Monitor and troubleshoot Consul with Prometheus

In this article, you’ll learn how to monitor Consul by HashiCorp with Prometheus. Also, troubleshoot Consul control plane with Prometheus from scratch, following Consul’s docs monitoring recommendations. Also, you’ll find out how to troubleshoot the most common Consul issues.

How to install Consul in Kubernetes

Installing Consul in Kubernetes is straightforward: just take a look at the Consul documentation page and follow the instructions. We recommend using the Helm chart, since it’s the easier way of deploying applications in Kubernetes.

How to configure Consul to expose Prometheus metrics

Consul automatically exports metrics in the Prometheus format. You just need to activate these options in the global.metrics configurations. If you’re using Helm, you can do it with:

--set 'global.metrics.enabled=true'
--set 'global.metrics.enableAgentMetrics=true'

Also, you’ll need to enable the telemetry.disable_hostname for both the Consul Server and Client so the metrics don’t contain the name of the instances.

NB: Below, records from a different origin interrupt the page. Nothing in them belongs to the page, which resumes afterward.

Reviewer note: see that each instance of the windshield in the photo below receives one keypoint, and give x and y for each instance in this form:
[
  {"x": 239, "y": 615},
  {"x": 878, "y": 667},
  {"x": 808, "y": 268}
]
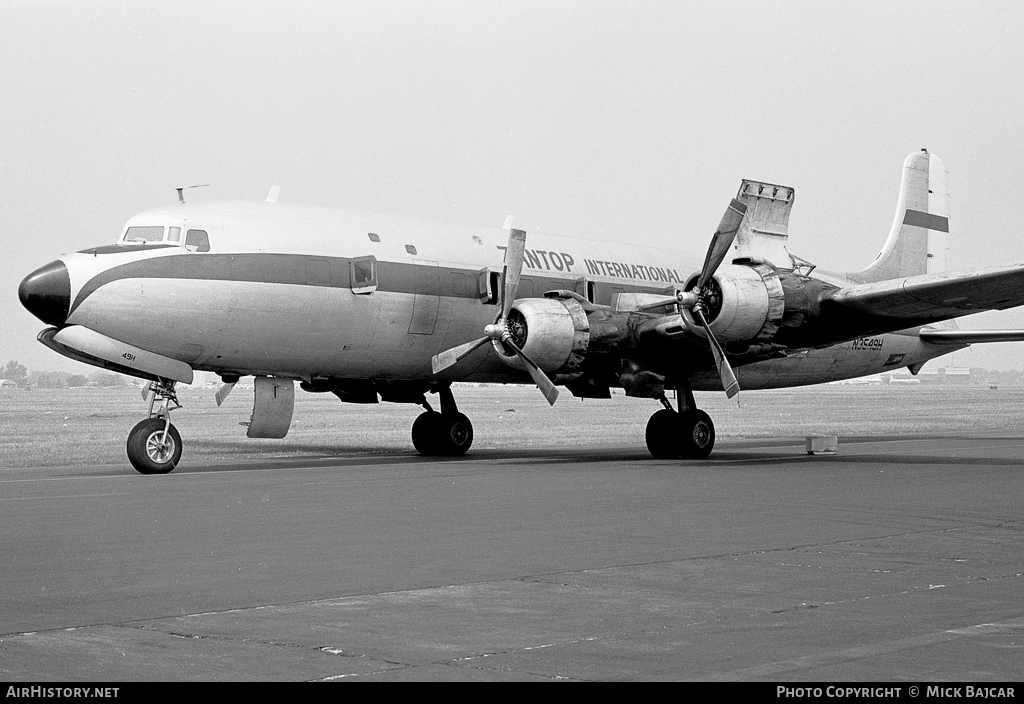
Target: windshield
[{"x": 143, "y": 234}]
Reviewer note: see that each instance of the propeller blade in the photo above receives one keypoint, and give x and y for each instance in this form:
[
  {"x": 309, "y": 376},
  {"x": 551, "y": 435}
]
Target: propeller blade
[
  {"x": 722, "y": 242},
  {"x": 541, "y": 379},
  {"x": 222, "y": 393},
  {"x": 513, "y": 269},
  {"x": 514, "y": 255},
  {"x": 729, "y": 382},
  {"x": 443, "y": 360}
]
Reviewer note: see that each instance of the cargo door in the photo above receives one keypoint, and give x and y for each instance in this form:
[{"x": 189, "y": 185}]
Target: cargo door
[{"x": 426, "y": 297}]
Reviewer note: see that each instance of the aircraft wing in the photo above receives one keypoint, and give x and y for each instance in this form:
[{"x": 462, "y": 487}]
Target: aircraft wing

--set 'server.extraConfig="{"telemetry": {"disable_hostname": true}}"'
--set 'client.extraConfig="{"telemetry": {"disable_hostname": true}}"'

Monitor Consul with Prometheus: Overall status

Autopilot

First, you can check the overall health of the Consul server using the Autopilot metric (consul_autopilot_healthy). If all servers are healthy, this will return 1 – and 0 otherwise. All non-leader servers will report NaN.

You could add this PromQL query to your dashboard to check the overall status of the Consul server:

min(consul_autopilot_healthy)

Adding these thresholds:

1: “Healthy”
0: “Unhealthy”

To trigger an alert when one or many Consul servers in the cluster are unhealthy, you can simply use this PromQL:

consul_autopilot_healthy == 0

Want to dig deeper into PromQL? Read our getting started with PromQL guide to learn how Prometheus stores data, and how to use PromQL functions and operators.

Leadership changes

Consul deploys several instances of the control-plane controllers to ensure high availability. However, only one of them is the leader and the rest are for contingency. A Consul cluster should always have a stable leader. If it’s not stable, due to frequent elections or leadership changes, you could be facing network issues between the Consul servers.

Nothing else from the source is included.